Eating Jell-O With Chopsticks
I could be wrong (tough I'd hate to spoil my record at this late date), but it seems to me that the female side of our family is far guiltier of the problem than we of the male gender.
The problem I refer to concerns grasping the meaning of certain utterances, a problem I compare to eating Jell-O with chopsticks. It's there, all right, but you just can't get hold of it.
Have you got a minute?
Coming into the house from my daily chore of helping our scaredy-cat down from the buckeye tree, I said to this person, who had forsaken the kitchen sink to watch the Boston Marathon, "How's it going?"
To which she replied, "The leader is in second place."
While you're thinking that over, store this one away for further mind boggling.
When we stepped outside for our afternoon walk, this person pulled the collar of her jacket up to her neck with the observation, "The wind is colder than it looks."
Or try this for bubbles in the think tank. Looking up from a photo in our family album, she made the observation, "You look more like your dad than he did."
Or, if you wouldn't be embarrassed by having the state house you until you recover, dwell on this one. This person, being a white-knuckled passenger whenever I'm at the wheel, once remarked (after fog caused me to drive on the sidewalk rather than on my side of the street), "You should drive over here sometime when you're driving."
If this muddlement went no further, no big deal – except for my having developed a slight nervous twitch over the years. But it becomes a big deal when this knack for obfuscation extends to the second generation. And where it may go from there boggles the mind – if the mind is not already boggled to the limit, that is.
We were talking here of a daughter who, at the faultless age of four, showed great promise for following in her mother's wobbly way with words. To wit:
Still glowing from a family trip to the Great Smoky Mountains, she explained to her chum next door, "They're like Niagara Falls, only a hill – a longaways hill."
She declined to go sailing with me and her siblings because "that would leave Mom by her lone." So as not to wake her mother, sleeping in on Sunday morning, we were all to "tip on our toes." When her foot went to sleep, she complained that it felt "fuzzy."
Neither person, case, syntax, tense, nor common sense ever stood in her way when expressing her thoughts. To check her Halloween costume in the full-length closet-door mirror, she asked her older sister to "towards it this way" And failing to fathom her brother's slight-of-hand trick, she said, "Now make it disappear back."
Taking liberties with the language becomes all the more glaring in contrast to the clarity of expression by the male side of our lineage – with the possible exception of one of Mother's uncles fresh off the boat from the Old Country.
Coming into my dad's grocery store at Richfield Center (Michigan, of course), he approached the counter and delivered this remarkably pronouncement: "I vant to buy an empty barrel of flour to make a hencoop for my dog." (And that's the truth.)

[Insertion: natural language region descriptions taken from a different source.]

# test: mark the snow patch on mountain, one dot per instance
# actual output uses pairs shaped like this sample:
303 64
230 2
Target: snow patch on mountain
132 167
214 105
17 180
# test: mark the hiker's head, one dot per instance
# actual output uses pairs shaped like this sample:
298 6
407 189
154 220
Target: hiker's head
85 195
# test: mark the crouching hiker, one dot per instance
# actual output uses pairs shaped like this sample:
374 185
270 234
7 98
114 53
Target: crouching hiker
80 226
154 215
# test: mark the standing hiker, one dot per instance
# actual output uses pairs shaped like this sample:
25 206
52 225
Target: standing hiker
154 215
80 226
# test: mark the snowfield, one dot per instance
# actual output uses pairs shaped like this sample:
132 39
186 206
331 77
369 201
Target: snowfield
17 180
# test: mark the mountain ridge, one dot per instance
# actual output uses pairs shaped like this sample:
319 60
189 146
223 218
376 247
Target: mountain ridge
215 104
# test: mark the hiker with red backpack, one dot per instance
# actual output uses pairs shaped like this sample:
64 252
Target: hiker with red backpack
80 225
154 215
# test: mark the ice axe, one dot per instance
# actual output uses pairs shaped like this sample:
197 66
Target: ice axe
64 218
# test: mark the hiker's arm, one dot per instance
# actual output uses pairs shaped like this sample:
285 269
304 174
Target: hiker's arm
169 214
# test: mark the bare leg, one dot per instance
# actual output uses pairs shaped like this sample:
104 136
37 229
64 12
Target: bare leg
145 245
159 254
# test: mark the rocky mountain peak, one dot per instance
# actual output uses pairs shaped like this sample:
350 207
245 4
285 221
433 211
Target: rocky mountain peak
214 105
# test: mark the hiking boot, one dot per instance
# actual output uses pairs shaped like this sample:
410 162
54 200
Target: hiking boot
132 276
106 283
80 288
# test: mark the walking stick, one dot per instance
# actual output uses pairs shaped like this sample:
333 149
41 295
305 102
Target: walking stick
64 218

As for my dad, he was never one to beat around the bush of perspicuity. Afflicted with palsy, he turned himself over to the University of Michigan Hospital, where a new medicine had been showing great promise.
He was given a shot, or dose, of this promising new palliative late one afternoon. A doctor came into his room the following morning and said, "Hold up your hands."
To which my dear old Dad responses, "What for? You've got all my money."
How does this parallel "the leader is in second place"? Or "the wind is colder than it looks"? The answer, the doctor was not required to beat himself on the head with a bedpan trying to come up with the meaning – which, of course, was just a direct verbal dart-throw into the high cost of an overnight stay in the hospital at that time. We're talking here of up to 15 bucks for room and board. (And that also is the truth.)
Now I am not one to pick on someone who can't pick back, nor am I one to make fun of a childhood neighbor who had trouble speaking clearly. But modern-day speech therapy would have spared his coming to our door one day carrying a bushel basket and delivering this model of obfuscation: "I want thum torn. I don't want telled torn; I want it till on the tob."
After revealing the foregoing, I must confess that I am not entirely blameless when it comes to clarity of expression. Really. "Tongue-twisted" it's called, in my case.
The one example I continue to hear about occurred on the dance floor of the Riviera Club, Indianapolis, Indiana, April 15, 1955, 9:35 p.m.
This guy had asked my dear wife for a dance. He being one of those Casanova-type dancers, she had readily accepted. And I had contained my spleen until this dipsy doodler began holding her as though carrying a side of beef up a flight of stairs – at which point I took exception.
Rushing out on the floor, I separated the two and unleashed this mouthful of wage (and I quote): "I'll thank you to take your hands off my filthy wife!"
Needless to say, she continued to dance with the jerk until the last strains of "Auld Lang Syne" had faded into the rafters.
Also, needless to say – But I'll say it: Compared to atoning for that slip of the tongue (even after these 44 years, 4 months, and 10 hours), eating Jello-O with chopsticks may not be so formidable after all.